Le covid-19 n’a pas seulement mis à mal
l’économie mondiale. Il a changé la trajectoire des trois grandes forces qui
façonnent le monde moderne : la mondialisation a pris du plomb dans
l’aile ; la révolution numérique s’est radicalement accélérée ; et les
rivalités politiques se sont intensifiées. Dans le même temps, la pandémie a
aggravé un des grands fléaux du monde d’aujourd’hui : les inégalités (comme
le dévoile le rapport Oxfam de 2021, « Le virus des inégalités »[1]). L’un des grands enseignements de ce rapport c’est
qu’historiquement, les grandes épidémies se traduisent toujours par une
aggravation brutale des inégalités. Cinq ans après le début d’une pandémie, le
coefficient de Gini, qui mesure la disparité des revenus, reste en moyenne
1.25% au dessus de son niveau d’avant la crise ; une variation colossale
pour un indice connu pour la lenteur de son évolution. Et, en nous montrant ainsi
le prix à payer pour ne pas s’être préparé à un désastre dont la probabilité
était aussi faible que l’impact est grand, cette crise devrait attirer davantage
notre attention sur l’autre désastre, inévitable, de ce siècle, dont l’impact
sera encore plus colossal : le changement climatique. Tout cela signifie
qu’il ne devrait, normalement, pas y avoir de retour au monde pré-covid.

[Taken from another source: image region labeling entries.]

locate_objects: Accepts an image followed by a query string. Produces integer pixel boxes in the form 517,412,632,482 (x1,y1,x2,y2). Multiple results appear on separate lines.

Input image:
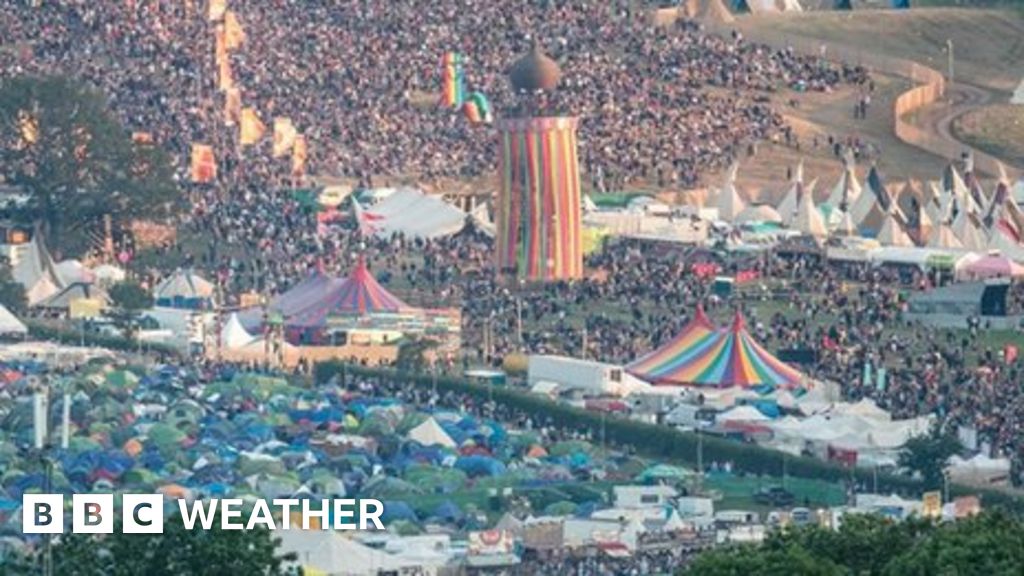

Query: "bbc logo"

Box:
22,494,164,534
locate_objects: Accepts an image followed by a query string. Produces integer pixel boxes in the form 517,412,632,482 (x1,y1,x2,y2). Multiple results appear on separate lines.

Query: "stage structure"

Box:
496,43,583,282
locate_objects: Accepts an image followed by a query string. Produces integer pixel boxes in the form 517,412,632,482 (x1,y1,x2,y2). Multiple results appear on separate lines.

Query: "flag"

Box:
273,116,299,158
224,10,246,50
191,143,217,183
292,135,308,177
224,86,242,126
241,108,266,146
17,110,39,146
441,52,465,108
209,0,227,22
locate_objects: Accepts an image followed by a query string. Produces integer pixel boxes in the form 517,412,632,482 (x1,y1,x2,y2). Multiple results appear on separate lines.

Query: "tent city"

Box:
0,0,1024,576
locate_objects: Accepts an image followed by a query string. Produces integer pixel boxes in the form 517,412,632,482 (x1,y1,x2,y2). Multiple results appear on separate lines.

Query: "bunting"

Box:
240,108,266,146
273,116,299,158
292,134,308,178
224,10,246,50
224,86,242,126
191,143,217,183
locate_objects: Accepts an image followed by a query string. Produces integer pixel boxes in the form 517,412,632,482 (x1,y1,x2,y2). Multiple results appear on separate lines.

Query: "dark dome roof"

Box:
509,42,562,92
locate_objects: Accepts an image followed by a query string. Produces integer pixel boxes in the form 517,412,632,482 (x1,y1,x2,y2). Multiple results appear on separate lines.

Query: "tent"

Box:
153,269,215,310
220,313,255,349
352,189,466,238
686,0,736,24
36,282,111,311
790,184,828,238
0,304,29,336
264,256,409,329
11,234,65,305
715,163,745,222
962,252,1024,280
409,416,458,448
627,308,804,387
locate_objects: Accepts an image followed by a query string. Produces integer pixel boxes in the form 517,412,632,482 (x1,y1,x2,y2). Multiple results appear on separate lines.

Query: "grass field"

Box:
736,7,1024,93
952,104,1024,166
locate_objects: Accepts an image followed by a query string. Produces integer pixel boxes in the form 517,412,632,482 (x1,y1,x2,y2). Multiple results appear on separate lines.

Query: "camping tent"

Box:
627,308,804,387
153,269,215,310
409,416,458,448
352,189,466,238
0,304,29,336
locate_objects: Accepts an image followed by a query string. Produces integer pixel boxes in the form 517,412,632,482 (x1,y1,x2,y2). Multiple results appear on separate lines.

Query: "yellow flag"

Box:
241,108,266,146
191,143,217,183
224,86,242,126
209,0,227,22
292,135,308,177
17,110,39,146
273,117,299,158
224,10,246,50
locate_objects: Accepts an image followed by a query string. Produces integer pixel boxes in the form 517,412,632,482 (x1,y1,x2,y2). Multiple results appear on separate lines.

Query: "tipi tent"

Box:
928,224,964,249
153,269,215,310
220,313,256,349
409,416,458,448
0,304,29,336
716,163,746,222
876,212,914,247
11,234,65,305
791,183,828,238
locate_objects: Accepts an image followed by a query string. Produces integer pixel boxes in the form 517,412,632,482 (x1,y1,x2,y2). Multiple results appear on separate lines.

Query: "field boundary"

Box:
708,14,1012,175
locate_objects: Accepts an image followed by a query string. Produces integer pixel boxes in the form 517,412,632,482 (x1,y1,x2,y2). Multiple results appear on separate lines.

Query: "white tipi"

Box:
716,162,746,222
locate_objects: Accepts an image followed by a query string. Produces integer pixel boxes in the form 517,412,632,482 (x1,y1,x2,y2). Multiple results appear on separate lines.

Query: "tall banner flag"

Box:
292,135,308,178
191,143,217,183
224,86,242,126
441,52,466,108
240,108,266,146
224,10,246,50
209,0,227,22
273,116,299,158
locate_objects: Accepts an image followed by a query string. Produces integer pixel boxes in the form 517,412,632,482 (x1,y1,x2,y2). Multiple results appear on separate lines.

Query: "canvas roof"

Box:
352,188,466,238
409,416,458,448
0,304,29,334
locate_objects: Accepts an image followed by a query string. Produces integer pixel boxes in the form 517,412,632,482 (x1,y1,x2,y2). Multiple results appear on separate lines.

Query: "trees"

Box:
899,425,959,489
682,511,1024,576
12,513,296,576
0,253,29,314
0,77,180,244
109,281,153,338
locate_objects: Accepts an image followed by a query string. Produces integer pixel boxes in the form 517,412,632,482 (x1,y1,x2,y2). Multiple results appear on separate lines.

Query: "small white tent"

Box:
409,416,458,448
220,313,256,349
0,304,29,336
716,163,746,222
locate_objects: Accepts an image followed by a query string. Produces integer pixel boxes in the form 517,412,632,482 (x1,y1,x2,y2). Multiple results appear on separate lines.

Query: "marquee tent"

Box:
153,270,215,310
352,189,467,238
627,310,804,387
269,256,409,329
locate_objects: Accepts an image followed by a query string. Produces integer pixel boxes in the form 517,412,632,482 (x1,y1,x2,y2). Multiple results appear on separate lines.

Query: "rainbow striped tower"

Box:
496,44,583,281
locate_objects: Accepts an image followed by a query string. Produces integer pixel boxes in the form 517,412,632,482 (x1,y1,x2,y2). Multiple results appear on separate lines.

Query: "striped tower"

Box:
496,43,583,282
497,117,583,281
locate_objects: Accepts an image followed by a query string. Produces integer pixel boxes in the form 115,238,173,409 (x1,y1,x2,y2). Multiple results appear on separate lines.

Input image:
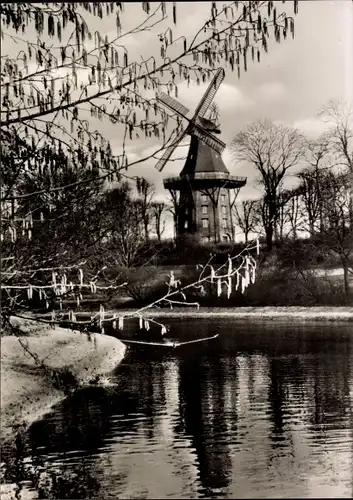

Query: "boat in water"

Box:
119,333,218,350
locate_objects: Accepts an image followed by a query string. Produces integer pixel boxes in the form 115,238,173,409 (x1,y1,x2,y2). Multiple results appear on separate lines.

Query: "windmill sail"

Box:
157,92,190,118
156,130,186,172
192,127,226,155
194,68,224,117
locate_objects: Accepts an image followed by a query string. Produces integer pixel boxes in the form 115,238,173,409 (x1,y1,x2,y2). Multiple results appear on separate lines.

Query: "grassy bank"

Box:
1,318,125,441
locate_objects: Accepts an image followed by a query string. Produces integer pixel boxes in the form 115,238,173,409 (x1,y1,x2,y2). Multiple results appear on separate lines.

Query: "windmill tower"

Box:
156,68,246,243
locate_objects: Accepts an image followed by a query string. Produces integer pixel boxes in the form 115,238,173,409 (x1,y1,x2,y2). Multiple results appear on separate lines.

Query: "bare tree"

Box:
0,1,297,328
136,177,156,241
231,120,304,251
320,101,353,224
318,171,353,302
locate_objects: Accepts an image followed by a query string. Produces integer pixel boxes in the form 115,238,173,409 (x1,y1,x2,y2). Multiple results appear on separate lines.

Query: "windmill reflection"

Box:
179,358,232,490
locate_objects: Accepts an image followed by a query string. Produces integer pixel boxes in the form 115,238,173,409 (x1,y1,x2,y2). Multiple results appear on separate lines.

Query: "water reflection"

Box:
2,320,353,498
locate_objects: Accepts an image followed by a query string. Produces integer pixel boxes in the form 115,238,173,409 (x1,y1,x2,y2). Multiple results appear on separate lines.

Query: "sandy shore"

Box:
1,318,126,441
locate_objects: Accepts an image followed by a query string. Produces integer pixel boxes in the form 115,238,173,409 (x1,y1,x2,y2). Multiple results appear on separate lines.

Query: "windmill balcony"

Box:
163,172,246,189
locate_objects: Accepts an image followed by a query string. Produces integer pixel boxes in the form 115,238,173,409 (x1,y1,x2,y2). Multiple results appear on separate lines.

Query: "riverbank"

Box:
0,318,126,442
115,306,353,321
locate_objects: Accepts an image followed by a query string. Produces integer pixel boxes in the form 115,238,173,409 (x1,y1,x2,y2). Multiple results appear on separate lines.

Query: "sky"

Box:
99,0,353,200
2,0,353,234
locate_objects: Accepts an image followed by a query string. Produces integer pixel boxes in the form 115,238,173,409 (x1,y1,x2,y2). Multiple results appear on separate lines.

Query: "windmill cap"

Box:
196,116,221,134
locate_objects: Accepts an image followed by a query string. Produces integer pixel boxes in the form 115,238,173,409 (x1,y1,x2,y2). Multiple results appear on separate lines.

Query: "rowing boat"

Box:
119,333,218,349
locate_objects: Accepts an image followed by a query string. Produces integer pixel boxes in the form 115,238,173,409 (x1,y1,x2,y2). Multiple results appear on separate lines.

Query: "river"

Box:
1,318,353,499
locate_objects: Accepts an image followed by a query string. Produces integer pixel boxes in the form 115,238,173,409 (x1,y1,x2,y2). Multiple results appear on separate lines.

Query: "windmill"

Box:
156,68,246,242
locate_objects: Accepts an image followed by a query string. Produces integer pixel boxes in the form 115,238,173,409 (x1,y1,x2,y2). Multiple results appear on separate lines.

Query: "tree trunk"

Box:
265,224,273,252
342,263,350,304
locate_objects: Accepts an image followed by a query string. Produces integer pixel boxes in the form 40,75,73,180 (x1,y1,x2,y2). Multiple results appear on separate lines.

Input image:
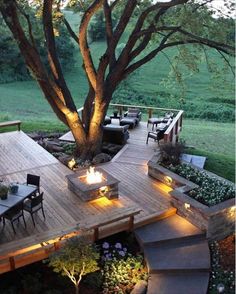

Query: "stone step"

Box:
144,240,210,273
135,214,205,247
147,272,209,294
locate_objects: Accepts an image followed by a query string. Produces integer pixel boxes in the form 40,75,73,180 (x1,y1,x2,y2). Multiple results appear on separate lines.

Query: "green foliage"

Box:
160,142,185,166
0,3,75,83
101,239,147,294
49,237,99,285
88,11,106,42
103,254,147,294
187,148,235,183
168,164,235,206
63,143,76,155
207,241,235,294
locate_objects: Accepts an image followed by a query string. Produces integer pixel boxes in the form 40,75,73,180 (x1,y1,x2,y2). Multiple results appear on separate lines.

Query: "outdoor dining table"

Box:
0,184,37,217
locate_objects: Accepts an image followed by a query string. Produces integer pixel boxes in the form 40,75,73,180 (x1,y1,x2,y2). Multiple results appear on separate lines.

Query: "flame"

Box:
86,166,102,184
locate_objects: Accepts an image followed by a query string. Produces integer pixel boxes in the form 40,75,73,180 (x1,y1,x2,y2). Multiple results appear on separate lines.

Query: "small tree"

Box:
49,237,99,294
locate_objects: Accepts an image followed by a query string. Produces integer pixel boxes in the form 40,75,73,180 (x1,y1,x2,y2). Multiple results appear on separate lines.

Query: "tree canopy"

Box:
0,0,234,158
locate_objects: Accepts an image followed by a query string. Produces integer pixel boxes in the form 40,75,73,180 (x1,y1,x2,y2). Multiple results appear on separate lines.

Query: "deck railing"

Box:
110,103,184,143
0,206,141,274
78,103,184,143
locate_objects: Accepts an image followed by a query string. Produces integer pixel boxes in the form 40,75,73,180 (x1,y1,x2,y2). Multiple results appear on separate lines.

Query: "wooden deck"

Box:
0,123,173,272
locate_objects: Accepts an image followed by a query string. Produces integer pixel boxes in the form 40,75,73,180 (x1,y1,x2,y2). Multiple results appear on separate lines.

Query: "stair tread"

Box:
135,214,204,244
147,272,209,294
144,241,210,272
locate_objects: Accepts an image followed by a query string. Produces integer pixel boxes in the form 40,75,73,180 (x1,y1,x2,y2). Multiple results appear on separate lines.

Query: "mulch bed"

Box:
218,235,235,271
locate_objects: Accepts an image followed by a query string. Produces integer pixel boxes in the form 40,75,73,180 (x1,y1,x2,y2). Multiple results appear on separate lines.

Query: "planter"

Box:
0,185,9,200
148,157,236,240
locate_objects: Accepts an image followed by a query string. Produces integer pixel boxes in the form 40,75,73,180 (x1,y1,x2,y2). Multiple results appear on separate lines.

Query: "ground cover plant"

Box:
168,163,235,206
0,232,147,294
208,235,235,294
0,0,234,159
101,238,148,294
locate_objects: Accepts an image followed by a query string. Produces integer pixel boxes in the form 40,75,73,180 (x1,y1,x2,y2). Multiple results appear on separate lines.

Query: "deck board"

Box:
0,123,171,260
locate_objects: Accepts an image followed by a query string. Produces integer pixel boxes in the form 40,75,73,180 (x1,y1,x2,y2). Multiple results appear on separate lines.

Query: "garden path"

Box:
0,123,175,272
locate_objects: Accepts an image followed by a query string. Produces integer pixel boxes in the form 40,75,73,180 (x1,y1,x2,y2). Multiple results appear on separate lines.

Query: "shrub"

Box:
169,164,235,206
208,241,235,294
101,242,147,294
49,236,99,294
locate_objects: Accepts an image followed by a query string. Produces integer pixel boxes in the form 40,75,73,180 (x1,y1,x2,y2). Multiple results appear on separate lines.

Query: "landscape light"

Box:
184,203,191,210
217,283,225,293
164,176,173,186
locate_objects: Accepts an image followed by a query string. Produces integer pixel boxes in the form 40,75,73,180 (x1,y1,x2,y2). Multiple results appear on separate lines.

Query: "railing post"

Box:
9,256,16,271
148,108,153,118
93,228,99,241
128,215,134,232
118,106,123,116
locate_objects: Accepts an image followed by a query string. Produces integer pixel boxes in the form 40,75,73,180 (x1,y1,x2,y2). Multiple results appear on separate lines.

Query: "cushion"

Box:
127,112,138,117
128,108,140,114
103,124,129,132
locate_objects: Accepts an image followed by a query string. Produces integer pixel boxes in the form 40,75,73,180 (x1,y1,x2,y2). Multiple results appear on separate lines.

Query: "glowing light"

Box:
164,176,173,185
86,166,102,184
67,158,76,169
184,203,191,210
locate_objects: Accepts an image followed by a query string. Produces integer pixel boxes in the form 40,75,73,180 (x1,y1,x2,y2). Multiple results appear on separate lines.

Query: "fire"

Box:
86,166,102,184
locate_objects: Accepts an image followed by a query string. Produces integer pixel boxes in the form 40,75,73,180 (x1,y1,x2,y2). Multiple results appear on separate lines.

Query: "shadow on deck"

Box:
0,123,175,272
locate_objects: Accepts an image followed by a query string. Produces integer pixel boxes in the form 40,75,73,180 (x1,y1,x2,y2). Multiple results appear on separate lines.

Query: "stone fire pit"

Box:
66,167,120,201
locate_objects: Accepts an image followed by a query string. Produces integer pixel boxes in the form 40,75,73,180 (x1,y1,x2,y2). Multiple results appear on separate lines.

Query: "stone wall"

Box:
148,160,236,240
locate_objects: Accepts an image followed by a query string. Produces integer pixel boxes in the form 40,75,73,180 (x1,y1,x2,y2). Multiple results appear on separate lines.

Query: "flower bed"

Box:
148,157,235,240
208,236,235,294
167,163,235,206
98,235,148,294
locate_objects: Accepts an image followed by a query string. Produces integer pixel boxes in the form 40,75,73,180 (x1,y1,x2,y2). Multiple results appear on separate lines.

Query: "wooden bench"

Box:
0,206,141,273
0,120,21,131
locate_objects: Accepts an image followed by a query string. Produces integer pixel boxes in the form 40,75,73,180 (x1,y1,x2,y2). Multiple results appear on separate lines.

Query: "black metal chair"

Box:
146,131,165,145
3,203,26,234
26,174,40,194
23,192,45,226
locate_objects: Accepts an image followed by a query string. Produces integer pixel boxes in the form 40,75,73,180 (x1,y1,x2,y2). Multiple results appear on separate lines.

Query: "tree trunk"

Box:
75,284,79,294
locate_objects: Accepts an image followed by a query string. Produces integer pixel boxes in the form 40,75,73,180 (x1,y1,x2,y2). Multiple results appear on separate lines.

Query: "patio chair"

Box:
3,203,26,234
26,174,40,194
23,192,45,226
124,108,142,124
146,130,165,145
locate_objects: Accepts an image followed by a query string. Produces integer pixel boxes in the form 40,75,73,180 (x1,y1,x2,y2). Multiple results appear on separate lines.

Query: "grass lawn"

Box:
0,12,235,180
181,120,235,182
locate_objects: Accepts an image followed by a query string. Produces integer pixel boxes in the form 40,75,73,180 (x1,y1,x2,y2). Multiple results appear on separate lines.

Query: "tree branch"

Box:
79,0,104,89
103,0,116,69
15,1,36,48
43,0,77,111
217,50,235,77
63,17,79,45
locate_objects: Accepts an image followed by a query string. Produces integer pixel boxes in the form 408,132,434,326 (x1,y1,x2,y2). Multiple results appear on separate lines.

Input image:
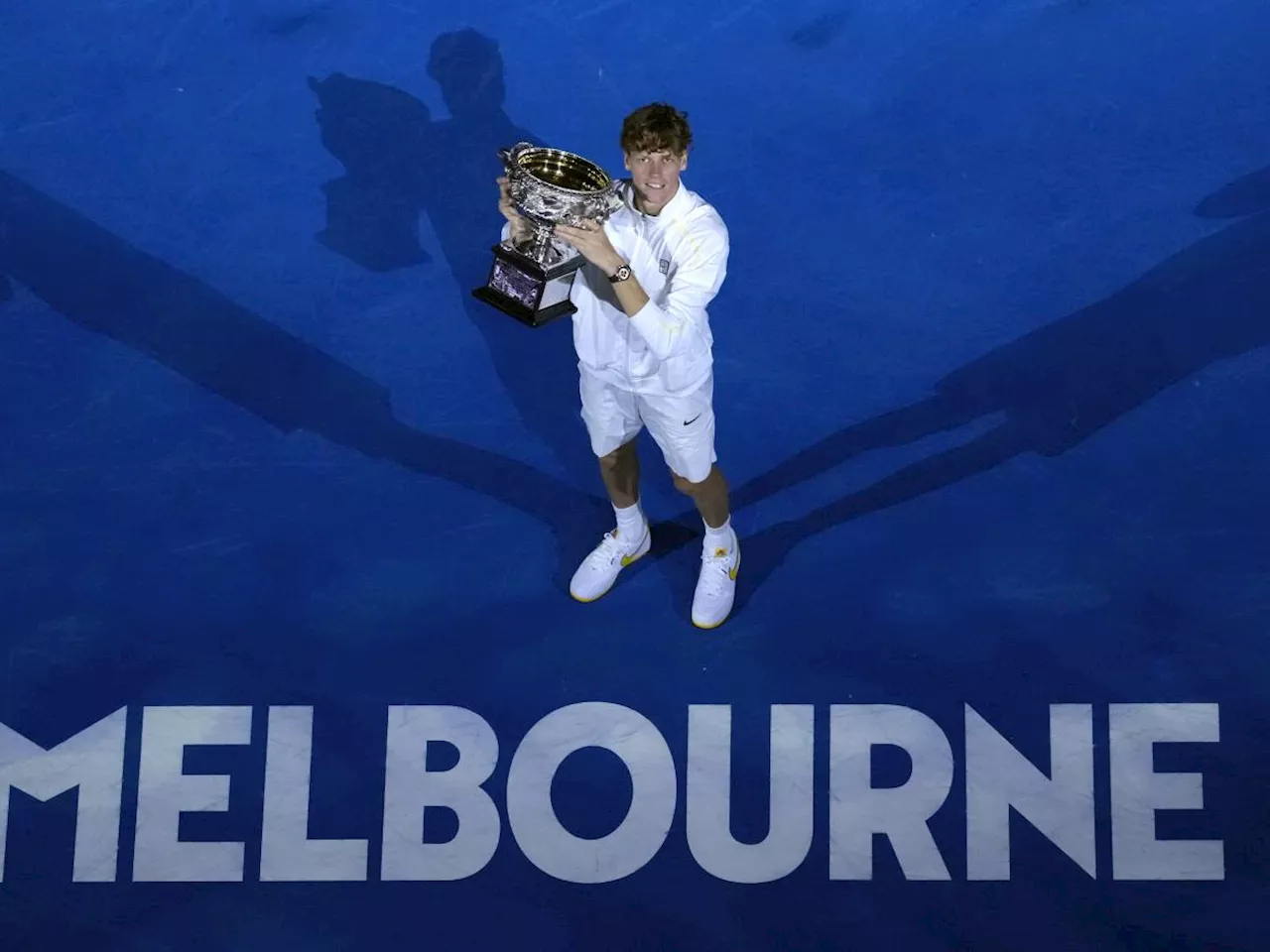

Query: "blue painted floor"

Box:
0,0,1270,952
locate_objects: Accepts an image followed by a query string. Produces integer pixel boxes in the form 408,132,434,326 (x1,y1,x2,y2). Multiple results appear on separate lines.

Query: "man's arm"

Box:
557,222,729,361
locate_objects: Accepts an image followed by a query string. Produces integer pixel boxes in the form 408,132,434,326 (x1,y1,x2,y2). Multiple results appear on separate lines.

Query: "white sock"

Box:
613,502,644,542
702,517,731,549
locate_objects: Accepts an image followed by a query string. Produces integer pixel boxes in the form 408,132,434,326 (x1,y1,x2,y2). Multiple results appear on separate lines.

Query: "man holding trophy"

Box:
482,103,740,629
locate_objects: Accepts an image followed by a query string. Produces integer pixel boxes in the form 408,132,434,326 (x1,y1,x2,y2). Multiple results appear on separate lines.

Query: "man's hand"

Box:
555,218,626,274
555,218,648,317
498,176,530,242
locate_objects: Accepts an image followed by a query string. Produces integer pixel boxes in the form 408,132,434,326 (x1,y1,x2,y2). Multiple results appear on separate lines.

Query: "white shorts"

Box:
579,369,717,482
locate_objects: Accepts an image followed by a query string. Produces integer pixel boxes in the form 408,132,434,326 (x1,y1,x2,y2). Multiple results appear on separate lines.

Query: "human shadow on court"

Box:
309,29,598,479
0,167,635,590
705,169,1270,609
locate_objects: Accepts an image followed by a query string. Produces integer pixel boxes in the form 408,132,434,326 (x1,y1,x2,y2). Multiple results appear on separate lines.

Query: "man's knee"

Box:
671,467,713,496
598,440,635,472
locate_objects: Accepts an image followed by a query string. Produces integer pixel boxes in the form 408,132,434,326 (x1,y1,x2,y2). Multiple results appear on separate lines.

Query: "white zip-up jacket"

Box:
503,178,729,396
571,178,729,395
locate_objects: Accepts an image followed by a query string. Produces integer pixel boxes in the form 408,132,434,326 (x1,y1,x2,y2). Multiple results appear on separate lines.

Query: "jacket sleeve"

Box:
630,221,729,361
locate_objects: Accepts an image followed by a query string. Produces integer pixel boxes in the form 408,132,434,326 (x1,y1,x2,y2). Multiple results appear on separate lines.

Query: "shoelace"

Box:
698,548,731,595
594,531,638,562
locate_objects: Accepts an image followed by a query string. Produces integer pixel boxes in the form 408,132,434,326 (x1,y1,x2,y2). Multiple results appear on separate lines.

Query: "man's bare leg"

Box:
599,440,639,509
569,440,652,602
675,466,730,530
675,466,740,629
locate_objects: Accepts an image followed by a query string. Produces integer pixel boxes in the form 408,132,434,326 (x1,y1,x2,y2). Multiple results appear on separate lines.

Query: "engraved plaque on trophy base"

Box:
472,239,585,327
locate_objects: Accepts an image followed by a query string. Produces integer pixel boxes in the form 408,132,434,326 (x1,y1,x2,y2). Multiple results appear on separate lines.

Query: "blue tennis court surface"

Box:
0,0,1270,952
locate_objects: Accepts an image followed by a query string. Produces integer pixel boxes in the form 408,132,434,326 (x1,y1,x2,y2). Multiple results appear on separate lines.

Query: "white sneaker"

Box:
569,520,653,602
693,530,740,629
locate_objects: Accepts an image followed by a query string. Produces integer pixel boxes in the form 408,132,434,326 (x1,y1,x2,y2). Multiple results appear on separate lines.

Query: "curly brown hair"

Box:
620,103,693,155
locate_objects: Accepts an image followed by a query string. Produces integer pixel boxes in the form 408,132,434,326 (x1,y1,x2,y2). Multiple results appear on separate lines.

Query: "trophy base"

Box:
472,245,584,327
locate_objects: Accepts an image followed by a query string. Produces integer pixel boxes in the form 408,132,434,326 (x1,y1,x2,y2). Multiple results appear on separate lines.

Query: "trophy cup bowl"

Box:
472,142,622,327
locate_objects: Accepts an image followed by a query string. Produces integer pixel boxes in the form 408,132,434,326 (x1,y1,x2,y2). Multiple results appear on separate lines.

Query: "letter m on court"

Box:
0,707,128,883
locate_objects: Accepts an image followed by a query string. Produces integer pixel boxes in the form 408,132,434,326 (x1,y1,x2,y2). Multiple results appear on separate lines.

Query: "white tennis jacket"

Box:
504,178,729,396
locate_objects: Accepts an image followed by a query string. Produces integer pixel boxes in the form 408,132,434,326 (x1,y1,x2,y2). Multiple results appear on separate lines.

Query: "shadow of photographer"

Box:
0,139,1270,627
309,29,597,479
0,167,608,590
710,168,1270,611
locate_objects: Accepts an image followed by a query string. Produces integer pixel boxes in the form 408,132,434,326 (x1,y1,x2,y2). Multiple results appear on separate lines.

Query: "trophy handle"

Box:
498,140,534,178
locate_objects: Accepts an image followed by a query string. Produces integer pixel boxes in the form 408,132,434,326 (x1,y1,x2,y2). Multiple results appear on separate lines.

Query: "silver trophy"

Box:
472,142,622,327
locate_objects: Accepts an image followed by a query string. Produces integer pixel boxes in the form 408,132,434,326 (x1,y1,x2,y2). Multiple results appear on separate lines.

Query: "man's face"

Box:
626,150,689,207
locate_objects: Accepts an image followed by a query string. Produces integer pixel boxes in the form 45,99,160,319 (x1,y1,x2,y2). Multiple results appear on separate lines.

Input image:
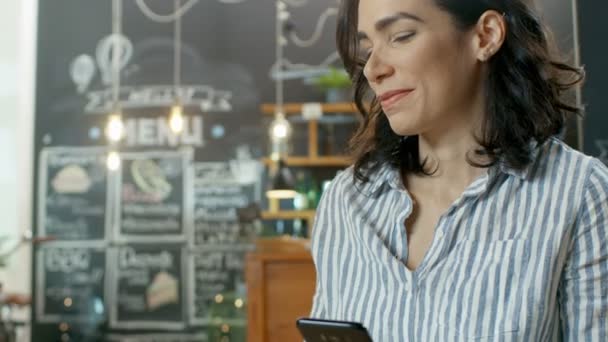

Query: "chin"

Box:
388,114,422,136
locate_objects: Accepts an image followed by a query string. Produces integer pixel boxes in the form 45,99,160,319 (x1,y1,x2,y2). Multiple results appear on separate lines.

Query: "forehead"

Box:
357,0,436,32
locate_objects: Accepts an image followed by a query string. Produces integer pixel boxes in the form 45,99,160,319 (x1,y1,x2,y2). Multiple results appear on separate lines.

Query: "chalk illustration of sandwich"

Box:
146,271,179,311
131,159,172,200
51,165,91,194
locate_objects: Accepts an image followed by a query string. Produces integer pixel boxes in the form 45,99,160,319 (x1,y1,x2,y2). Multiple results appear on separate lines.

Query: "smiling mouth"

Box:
380,89,414,110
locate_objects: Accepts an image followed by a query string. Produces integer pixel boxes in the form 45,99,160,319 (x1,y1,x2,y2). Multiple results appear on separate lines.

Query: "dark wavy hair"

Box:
336,0,584,182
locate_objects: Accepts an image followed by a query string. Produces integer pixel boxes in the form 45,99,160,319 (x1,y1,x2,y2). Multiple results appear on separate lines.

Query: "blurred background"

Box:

Si c’est le cas, ça ne sera certainement pas
encore évident en 2021. Pris dans d’autres vagues de la pandémie, de nombreux
pays resteront focalisés sur la gestion de la crise et la campagne de
vaccination. Ce n’est qu’au fil des mois, à mesure que les populations seront vaccinées,
que l’on se rendra compte de ce qui a définitivement changé, et surtout ce qui
s’est tramé dans les organisations et les pays qui façonnent le monde. Et on
s’apercevra que ces changements sont nombreux, en particulier en occident. Le
monde post-covid sera bien plus numérique. Du télétravail au commerce en ligne,
la pandémie a comprimé en quelques mois des transformations qui auraient pu
prendre plusieurs années, tout en changeant du tout au tout la façon dont les
gens vivent, achètent et travaillent. Les gagnants de cette onde de destruction
créatrice incluent les personnes dotées d’un esprit imaginaire indispensable
pour une authentique culture entrepreneuriale, et plus généralement les
institutions qui possèdent des bases de données les plus riches et les poches
les plus pleines pour investir dans la transformation numérique. « Les
données récentes montrent que nous avons fait un bond en avant de dix ans dans
l’adoption du numérique par les consommateurs et les entreprises, et ce sur
huit semaines environ », affirmait McKinsey dans son rapport de mai
2020[2]. La
pandémie a accélérée les tendances existantes en matière d’usage des
technologies et les gens ont été brusquement propulsés dans un avenir
technophile, y compris dans les domaines historiquement réfractaires au
changement, notamment la santé et l’enseignement. L’expérience forcée des
confinements a dissipé les préjugés sur la médecine et l’enseignement en ligne,
et plus généralement le télétravail, en démontrant qu’avec de bons supports, une
bonne assistance technique, une autre méthodologie ou pédagogie, ces activités
peuvent connaitre une « techcélération ». La pandémie du covid 19 a
propulsé le monde dans un avenir très différent, et nous voyons se dérouler
sous d’autres cieux, quoique avec des signaux encore faibles, une des
conclusions majeures de la théorie des « cygnes noirs » développée
par le statisticien Nassim Nicholas
Taleb: un certain
événement imprévisible qui a une faible probabilité de se dérouler et qui, s'il
se réalise, a des conséquences d'une portée considérable et exceptionnelle.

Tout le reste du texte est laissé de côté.